After winning the election, Trump's first tweet took aim at people protesting against him, which he whined was "unfair." A few weeks later, he went even further, tweeting the threat that those who exercise their 1A right to burn the American flag could be jailed or stripped of their citizenship.

But while Trump dominates news coverage by unloading outrageous tweets and unveiling cabinet picks with reality show-style flair, the Michigan Legislature has fired a shot against the First Amendment.

Those of us in the Mitten State are used to Republicans who control state government ramming through unpopular right-wing legislation during the lame duck session. Unions are a frequent scapegoat, as we saw with the 2012 Right to Work law

This time around, the House has narrowly passed bills that would jack up fines on unions for "illegal" picketers (from $1,000 to $10,000 a day) and make it easier to hire replacement workers (i.e. scabs).

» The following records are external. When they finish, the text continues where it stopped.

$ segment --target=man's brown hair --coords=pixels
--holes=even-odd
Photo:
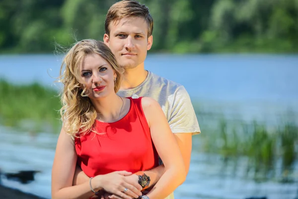
[[[145,4],[141,4],[134,0],[123,0],[113,4],[107,13],[104,24],[105,33],[110,35],[109,26],[111,22],[130,17],[143,18],[148,25],[148,35],[152,35],[153,18],[149,12],[149,8]]]

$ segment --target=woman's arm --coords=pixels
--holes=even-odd
[[[52,170],[52,199],[86,199],[94,196],[89,181],[73,186],[77,158],[74,140],[62,128]],[[91,185],[95,192],[104,190],[125,199],[131,199],[132,197],[138,198],[142,194],[141,192],[124,180],[125,176],[131,174],[122,171],[96,176],[92,179]],[[129,189],[126,194],[123,192],[125,188]]]
[[[143,98],[142,104],[152,140],[165,169],[147,196],[150,199],[163,199],[184,182],[185,167],[178,144],[159,104],[149,98]]]
[[[74,140],[63,127],[58,138],[52,169],[52,199],[86,199],[94,195],[88,182],[72,187],[76,159]],[[95,185],[91,185],[95,187]]]

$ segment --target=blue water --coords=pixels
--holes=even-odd
[[[62,57],[52,55],[0,55],[0,78],[16,84],[37,81],[57,88]],[[243,117],[267,117],[290,108],[298,110],[298,55],[149,55],[146,68],[183,85],[193,102],[203,110],[229,112]],[[21,101],[21,99],[20,99]],[[201,123],[200,121],[199,121]],[[204,125],[201,125],[202,133]],[[51,169],[57,135],[35,136],[0,126],[0,167],[5,172],[40,170],[36,181],[22,185],[2,179],[3,183],[23,191],[50,198]],[[193,139],[198,148],[200,135]],[[198,147],[198,148],[197,148]],[[270,199],[294,199],[295,184],[257,183],[243,177],[245,159],[235,171],[224,166],[219,156],[194,150],[185,182],[175,192],[176,199],[244,199],[267,196]],[[298,165],[295,178],[298,179]]]
[[[62,57],[1,55],[0,77],[52,85]],[[298,55],[148,55],[146,69],[185,86],[194,99],[297,103]]]

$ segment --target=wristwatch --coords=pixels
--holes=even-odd
[[[143,187],[142,191],[144,191],[146,189],[149,187],[149,184],[150,183],[150,178],[143,172],[138,172],[135,174],[138,175],[139,177],[139,181],[138,182]]]

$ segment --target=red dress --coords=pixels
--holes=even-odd
[[[142,98],[128,98],[131,105],[124,117],[112,123],[95,120],[95,129],[102,134],[91,132],[75,138],[77,163],[89,177],[116,171],[135,173],[158,166]]]

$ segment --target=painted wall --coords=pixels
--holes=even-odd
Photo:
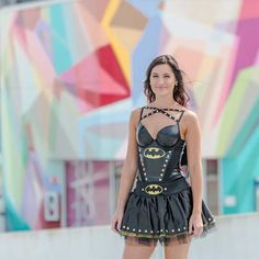
[[[124,158],[130,112],[146,104],[145,69],[165,53],[188,75],[203,157],[223,158],[223,211],[252,211],[251,182],[259,174],[258,10],[249,0],[86,0],[2,9],[9,229],[52,227],[43,218],[43,196],[48,190],[61,195],[65,160]]]
[[[193,239],[190,258],[257,258],[258,217],[258,213],[217,217],[215,232],[205,238]],[[1,234],[0,243],[0,257],[8,259],[114,259],[122,257],[124,245],[123,238],[115,235],[110,226]],[[162,247],[157,246],[151,259],[162,258]]]

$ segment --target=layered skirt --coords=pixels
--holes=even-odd
[[[189,243],[192,214],[192,190],[185,178],[173,182],[142,182],[131,192],[121,225],[128,241],[150,245]],[[215,218],[202,201],[203,235],[215,225]]]

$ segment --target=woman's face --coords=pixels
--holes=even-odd
[[[157,65],[150,72],[150,87],[156,95],[171,94],[177,82],[168,64]]]

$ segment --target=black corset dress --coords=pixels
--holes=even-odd
[[[143,115],[144,109],[151,112]],[[130,193],[121,225],[123,236],[138,243],[159,240],[188,241],[192,213],[191,187],[180,169],[185,142],[181,139],[179,121],[183,110],[144,106],[136,131],[138,176],[136,188]],[[172,120],[154,138],[142,120],[162,113]],[[202,202],[203,234],[215,218]]]

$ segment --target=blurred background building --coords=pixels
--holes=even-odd
[[[258,1],[30,2],[0,1],[2,230],[109,224],[159,54],[188,75],[209,206],[259,211]]]

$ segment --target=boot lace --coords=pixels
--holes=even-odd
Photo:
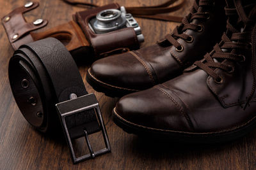
[[[211,0],[200,0],[198,3],[197,3],[198,1],[195,1],[189,13],[183,18],[182,24],[176,27],[172,33],[165,36],[164,39],[159,41],[158,43],[161,43],[166,40],[176,48],[177,52],[182,52],[183,46],[177,41],[179,38],[183,39],[188,43],[193,41],[192,36],[184,34],[184,32],[187,29],[198,32],[203,31],[204,27],[202,25],[195,24],[191,22],[194,19],[209,19],[210,18],[209,13],[199,11],[198,8],[200,6],[212,6],[213,2]]]
[[[241,31],[235,28],[229,22],[227,21],[227,31],[223,34],[221,41],[219,44],[214,46],[214,50],[211,53],[207,53],[204,56],[204,60],[196,61],[194,65],[197,66],[211,76],[218,83],[222,83],[222,78],[218,74],[215,69],[223,69],[228,73],[234,71],[234,68],[223,63],[225,60],[230,60],[234,62],[243,62],[245,57],[241,54],[237,54],[240,50],[252,49],[251,69],[253,78],[251,92],[246,97],[246,103],[243,109],[245,110],[255,92],[256,85],[256,6],[254,4],[252,9],[253,13],[251,16],[254,16],[253,19],[249,18],[244,12],[241,1],[234,0],[235,8],[225,8],[226,15],[228,17],[238,15],[238,22],[243,23],[243,25],[252,27],[245,31]],[[249,42],[249,43],[248,43]],[[224,50],[223,50],[224,49]],[[216,60],[214,60],[215,59]],[[217,62],[216,62],[217,60]],[[218,62],[221,60],[222,62]]]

Using labor for political target practice is bad enough. At a time when Michigan's median income still clocks in $5,000 below what it was in 2007, it's amazing that lawmakers keep going after unions trying to win and protect fair wages. But the bills will also likely silence peaceful protests. My read of the legislation (as well as that of several lawyers) is that it's written so broadly that it could run afoul of the First Amendment.

Now that may not deter the Republican-controlled Legislature from sending this package to Gov. Rick Snyder's desk. And the governor, who's a lawyer, has a history of signing bills that experts warned were unconstitutional.

But it would really be something for a significant First Amendment challenge to originate in Michigan. And it's likely a sign of things to come in the Trump era.